The process of discovery began with a serendipitous observation by Reshma Sharma, the lead author of the study, that RAW264.7 mouse macrophage cells kept in culture without any treatment showed increased expression of a protein called programmed cell death 4 (PDCD4), a tumor suppressor protein. She went on to demonstrate that the increased expression of PDCD4 was a function of cell density and a secreted factor(s) in the cell culture medium caused the response. The same was observed in primary bone marrow derived macrophages. The team went on to discover that the factor was Gelsolin, a cytoplasmic protein known for its actin capping and scavenging activity. However, there is a secreted isoform of Gelsolin called plasma Gelsolin (pGSN) which is known to have anti-inflammatory functions. By a series of experiments, the researchers have shown that Gelsolin acts as the quorum sensing autoinducer, secreted by macrophages at high density, and which then acts on the surrounding cells to give rise to a quiescent, non-inflammatory macrophage phenotype. As part of these experiments, Binita Goswami, a co-author of the study, cloned, expressed, and purified human Gelsolin from bacteria at a high level of purity, and this recombinant human Gelsolin showed biological activity on macrophage cells similar to the plasma gelsolin secreted from macrophage cells.
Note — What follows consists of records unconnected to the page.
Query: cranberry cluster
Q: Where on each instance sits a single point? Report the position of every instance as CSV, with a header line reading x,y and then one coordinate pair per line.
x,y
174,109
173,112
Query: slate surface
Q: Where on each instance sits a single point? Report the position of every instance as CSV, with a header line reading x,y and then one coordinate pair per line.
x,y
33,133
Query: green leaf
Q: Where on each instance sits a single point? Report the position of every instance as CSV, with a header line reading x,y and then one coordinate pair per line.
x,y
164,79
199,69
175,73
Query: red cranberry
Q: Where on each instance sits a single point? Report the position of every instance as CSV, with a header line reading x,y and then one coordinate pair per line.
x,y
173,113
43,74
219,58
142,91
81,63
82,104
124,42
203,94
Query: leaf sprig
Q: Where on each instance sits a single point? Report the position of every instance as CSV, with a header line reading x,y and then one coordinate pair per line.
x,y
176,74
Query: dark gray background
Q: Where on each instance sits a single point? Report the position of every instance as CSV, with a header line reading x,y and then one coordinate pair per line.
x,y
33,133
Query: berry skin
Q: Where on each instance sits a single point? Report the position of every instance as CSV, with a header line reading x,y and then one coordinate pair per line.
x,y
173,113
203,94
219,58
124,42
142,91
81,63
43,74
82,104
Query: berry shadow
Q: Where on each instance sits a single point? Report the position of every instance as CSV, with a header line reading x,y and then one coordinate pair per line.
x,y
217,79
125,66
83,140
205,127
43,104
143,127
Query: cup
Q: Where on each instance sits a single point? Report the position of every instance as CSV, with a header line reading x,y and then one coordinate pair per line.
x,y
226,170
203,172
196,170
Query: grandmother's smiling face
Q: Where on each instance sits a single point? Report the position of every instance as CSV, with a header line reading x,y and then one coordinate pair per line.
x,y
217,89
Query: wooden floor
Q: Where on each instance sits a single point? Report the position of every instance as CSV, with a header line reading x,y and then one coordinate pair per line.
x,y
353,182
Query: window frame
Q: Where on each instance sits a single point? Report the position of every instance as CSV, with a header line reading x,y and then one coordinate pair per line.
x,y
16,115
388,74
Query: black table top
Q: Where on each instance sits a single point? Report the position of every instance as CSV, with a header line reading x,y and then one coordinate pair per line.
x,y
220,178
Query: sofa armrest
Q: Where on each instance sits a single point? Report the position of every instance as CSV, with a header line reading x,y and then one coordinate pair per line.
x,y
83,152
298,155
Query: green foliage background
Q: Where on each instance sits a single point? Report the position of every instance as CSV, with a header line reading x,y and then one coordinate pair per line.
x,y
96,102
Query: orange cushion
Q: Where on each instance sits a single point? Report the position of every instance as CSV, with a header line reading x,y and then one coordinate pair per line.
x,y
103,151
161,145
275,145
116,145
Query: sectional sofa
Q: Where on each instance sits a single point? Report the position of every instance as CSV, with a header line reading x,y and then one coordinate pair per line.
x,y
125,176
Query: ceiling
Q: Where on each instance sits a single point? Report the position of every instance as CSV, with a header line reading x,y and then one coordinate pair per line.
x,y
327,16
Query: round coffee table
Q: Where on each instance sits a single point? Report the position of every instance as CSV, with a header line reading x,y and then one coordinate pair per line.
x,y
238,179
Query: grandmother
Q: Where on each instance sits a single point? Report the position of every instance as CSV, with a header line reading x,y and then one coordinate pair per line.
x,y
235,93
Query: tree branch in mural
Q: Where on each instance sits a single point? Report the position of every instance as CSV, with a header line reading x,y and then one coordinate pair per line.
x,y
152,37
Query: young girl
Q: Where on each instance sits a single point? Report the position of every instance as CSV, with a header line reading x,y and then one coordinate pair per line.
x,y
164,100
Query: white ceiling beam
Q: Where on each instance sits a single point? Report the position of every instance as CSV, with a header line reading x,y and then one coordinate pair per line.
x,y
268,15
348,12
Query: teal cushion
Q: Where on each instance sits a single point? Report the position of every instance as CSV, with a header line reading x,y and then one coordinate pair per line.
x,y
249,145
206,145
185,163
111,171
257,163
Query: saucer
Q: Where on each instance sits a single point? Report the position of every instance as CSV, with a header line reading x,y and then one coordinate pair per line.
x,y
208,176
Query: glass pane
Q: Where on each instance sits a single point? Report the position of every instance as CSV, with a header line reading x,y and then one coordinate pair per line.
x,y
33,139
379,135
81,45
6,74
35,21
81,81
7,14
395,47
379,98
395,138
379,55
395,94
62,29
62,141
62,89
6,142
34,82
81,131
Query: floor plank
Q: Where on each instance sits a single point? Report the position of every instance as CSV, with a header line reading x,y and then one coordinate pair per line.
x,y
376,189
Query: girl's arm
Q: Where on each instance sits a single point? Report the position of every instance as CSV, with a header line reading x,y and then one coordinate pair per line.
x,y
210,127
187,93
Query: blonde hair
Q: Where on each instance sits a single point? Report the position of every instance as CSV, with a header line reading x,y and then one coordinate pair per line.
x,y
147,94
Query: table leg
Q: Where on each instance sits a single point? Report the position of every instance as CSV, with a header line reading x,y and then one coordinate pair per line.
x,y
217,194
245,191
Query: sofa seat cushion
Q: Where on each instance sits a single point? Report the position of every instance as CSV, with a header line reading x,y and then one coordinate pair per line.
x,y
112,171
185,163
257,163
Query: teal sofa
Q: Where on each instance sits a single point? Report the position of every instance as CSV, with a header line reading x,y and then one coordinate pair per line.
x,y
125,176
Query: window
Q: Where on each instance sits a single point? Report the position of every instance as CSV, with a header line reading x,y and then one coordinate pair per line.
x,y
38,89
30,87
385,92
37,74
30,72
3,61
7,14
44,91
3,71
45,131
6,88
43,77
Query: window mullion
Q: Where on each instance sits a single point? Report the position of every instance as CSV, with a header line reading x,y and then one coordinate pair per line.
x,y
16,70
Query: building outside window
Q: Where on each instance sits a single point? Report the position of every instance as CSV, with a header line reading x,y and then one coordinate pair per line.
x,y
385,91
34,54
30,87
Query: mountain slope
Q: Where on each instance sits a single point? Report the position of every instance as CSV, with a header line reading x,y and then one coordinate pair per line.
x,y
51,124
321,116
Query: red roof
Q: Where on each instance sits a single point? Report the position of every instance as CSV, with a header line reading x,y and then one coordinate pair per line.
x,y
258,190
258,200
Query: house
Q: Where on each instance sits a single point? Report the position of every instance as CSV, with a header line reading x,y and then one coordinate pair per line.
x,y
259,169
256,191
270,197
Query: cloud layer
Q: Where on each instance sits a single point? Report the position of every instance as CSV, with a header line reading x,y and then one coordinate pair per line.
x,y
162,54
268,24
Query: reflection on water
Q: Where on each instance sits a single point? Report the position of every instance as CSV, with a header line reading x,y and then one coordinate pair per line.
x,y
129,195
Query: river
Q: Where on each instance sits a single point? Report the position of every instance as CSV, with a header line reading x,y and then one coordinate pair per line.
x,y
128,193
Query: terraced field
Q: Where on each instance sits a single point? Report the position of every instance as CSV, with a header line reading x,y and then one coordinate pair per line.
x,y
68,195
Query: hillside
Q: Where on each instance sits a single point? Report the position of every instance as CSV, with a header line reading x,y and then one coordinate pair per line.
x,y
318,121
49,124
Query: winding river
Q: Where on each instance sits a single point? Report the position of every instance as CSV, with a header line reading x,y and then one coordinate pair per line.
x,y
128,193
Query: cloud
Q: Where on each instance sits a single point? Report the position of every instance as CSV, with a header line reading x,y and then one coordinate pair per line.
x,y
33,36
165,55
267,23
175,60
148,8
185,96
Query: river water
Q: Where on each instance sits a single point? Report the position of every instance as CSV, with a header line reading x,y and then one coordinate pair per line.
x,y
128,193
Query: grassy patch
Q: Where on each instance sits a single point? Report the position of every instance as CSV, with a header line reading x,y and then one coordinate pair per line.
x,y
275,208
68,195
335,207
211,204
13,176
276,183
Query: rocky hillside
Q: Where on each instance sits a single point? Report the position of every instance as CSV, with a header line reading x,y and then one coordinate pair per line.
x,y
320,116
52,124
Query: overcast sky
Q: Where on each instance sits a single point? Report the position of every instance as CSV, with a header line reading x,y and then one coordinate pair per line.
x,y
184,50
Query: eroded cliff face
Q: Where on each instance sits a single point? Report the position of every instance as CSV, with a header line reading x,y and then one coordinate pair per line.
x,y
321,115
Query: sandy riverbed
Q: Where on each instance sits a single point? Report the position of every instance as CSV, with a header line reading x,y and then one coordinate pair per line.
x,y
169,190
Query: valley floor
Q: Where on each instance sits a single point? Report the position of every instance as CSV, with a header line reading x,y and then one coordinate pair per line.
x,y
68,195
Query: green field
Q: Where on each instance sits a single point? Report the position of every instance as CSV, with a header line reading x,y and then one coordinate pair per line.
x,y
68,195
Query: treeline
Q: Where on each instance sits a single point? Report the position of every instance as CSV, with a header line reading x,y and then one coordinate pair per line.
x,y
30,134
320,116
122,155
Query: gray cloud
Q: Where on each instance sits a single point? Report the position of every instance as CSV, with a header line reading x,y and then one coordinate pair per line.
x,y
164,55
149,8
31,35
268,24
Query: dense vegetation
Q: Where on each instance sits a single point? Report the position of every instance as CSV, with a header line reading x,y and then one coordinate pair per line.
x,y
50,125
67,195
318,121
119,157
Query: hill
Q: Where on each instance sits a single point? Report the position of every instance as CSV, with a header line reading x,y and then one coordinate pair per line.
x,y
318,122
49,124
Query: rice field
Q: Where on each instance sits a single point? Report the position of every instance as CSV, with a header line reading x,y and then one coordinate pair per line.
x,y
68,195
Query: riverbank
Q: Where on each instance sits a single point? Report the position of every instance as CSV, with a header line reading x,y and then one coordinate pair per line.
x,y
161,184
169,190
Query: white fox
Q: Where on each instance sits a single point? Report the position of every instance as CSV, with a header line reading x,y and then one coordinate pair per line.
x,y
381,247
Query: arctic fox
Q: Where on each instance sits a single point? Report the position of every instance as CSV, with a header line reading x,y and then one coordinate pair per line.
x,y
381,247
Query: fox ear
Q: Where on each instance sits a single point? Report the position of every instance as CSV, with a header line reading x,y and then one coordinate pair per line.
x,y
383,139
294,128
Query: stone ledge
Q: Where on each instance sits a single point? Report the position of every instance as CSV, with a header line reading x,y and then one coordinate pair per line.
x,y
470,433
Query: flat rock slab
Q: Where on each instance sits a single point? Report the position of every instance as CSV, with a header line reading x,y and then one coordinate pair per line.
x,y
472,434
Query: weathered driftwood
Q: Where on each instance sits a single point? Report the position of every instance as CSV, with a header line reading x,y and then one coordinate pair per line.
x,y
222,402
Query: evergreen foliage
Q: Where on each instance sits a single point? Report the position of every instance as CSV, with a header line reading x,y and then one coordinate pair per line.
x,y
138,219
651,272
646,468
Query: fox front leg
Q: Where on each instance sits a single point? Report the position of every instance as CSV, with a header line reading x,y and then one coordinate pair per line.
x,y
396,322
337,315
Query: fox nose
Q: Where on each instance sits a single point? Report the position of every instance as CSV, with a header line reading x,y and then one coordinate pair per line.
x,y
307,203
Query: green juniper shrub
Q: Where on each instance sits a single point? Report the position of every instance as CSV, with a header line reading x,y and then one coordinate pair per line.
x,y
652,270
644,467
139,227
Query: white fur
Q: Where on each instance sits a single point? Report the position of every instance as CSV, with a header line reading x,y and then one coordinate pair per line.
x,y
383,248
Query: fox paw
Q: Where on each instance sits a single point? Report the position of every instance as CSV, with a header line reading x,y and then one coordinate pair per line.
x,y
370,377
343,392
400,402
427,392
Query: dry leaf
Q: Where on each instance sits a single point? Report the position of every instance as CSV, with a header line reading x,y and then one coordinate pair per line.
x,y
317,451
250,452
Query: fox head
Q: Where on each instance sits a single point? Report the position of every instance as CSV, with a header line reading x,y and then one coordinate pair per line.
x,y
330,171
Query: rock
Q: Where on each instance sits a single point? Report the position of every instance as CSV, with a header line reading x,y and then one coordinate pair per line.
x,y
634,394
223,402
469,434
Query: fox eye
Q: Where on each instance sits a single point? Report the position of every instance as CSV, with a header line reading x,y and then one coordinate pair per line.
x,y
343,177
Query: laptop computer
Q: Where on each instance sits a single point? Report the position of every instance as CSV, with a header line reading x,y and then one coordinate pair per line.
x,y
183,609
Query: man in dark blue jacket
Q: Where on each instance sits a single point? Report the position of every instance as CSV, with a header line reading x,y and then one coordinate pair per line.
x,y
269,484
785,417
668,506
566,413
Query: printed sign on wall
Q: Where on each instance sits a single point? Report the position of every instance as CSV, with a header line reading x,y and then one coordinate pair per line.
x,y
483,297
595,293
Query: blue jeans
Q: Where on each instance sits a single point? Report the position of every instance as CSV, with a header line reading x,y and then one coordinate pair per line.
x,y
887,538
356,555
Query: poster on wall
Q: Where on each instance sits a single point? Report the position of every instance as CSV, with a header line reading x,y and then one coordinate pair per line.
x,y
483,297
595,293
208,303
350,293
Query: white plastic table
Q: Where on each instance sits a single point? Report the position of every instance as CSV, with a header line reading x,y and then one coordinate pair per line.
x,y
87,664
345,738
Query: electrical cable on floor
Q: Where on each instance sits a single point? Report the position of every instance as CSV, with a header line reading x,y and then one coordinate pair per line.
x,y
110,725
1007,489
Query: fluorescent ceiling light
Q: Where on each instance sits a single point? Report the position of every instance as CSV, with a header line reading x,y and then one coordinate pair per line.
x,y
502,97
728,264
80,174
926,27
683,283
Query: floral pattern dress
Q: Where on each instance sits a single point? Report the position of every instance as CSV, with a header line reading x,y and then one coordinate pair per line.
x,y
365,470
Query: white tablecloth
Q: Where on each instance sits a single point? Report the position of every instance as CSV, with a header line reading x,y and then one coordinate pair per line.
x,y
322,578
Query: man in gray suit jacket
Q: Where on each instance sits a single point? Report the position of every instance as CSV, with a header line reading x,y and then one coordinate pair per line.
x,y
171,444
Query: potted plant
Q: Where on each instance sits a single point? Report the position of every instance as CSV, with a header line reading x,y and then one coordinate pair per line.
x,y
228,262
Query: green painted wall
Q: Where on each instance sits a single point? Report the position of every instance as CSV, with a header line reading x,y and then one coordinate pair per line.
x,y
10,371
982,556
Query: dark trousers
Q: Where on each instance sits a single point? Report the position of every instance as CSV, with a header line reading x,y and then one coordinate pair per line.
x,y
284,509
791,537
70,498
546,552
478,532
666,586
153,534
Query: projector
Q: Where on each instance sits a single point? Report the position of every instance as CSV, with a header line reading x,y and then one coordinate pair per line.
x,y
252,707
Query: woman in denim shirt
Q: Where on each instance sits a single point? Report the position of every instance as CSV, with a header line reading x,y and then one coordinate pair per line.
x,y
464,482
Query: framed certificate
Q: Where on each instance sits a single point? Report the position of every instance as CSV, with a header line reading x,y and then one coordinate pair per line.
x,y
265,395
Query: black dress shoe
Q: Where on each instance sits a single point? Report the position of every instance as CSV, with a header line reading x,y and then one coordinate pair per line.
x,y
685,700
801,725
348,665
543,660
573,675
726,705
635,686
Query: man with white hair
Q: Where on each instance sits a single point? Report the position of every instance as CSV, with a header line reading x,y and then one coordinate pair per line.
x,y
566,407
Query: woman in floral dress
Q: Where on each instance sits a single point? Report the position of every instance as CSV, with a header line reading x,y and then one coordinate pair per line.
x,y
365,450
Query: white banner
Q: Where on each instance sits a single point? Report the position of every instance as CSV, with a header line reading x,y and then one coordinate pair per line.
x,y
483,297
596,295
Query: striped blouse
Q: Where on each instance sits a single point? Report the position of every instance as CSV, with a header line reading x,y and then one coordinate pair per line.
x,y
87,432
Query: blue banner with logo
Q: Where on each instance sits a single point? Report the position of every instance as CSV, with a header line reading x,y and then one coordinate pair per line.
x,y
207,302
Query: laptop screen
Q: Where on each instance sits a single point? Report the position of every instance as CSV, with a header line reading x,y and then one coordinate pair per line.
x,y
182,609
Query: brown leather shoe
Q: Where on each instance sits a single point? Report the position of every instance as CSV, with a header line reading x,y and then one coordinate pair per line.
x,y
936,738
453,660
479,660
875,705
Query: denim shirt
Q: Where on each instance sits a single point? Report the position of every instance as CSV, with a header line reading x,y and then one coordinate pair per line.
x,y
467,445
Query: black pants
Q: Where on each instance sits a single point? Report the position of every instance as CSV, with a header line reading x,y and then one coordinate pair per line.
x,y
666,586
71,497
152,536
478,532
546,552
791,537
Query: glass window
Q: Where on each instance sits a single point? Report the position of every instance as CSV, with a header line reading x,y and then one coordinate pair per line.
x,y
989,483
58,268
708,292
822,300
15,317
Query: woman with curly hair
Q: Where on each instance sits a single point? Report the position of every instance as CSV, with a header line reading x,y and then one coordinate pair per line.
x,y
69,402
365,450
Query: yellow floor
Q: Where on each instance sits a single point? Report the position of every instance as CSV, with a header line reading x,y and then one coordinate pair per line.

This study has demonstrated a novel mechanism of action of Gelsolin, often referred to as a “master regulator of inflammation” that reinforces its role as a major player in the resolution of inflammation by being a sensor of immune cell density at the site of inflammation. What makes this more remarkable is that the analysis of immune based biomarkers in patients of COVID-19, in which the main cause of mortality is a hyperinflammatory response marked by a cytokine storm, has shown a correlation of decreased pGSN levels with disease severity and mortality. This has led to the proposition of recombinant human GSN as a potential therapeutic against COVID-19 and clinical trials are currently ongoing to test the efficacy of human GSN. The discovery of plasma GSN as a quorum sensor in macrophages provides new insights into its mode of function as a crucial regulator of macrophage activity in hyperinflammatory conditions and to the evolutionary conservation of quorum sensing mechanisms from bacteria to mammals.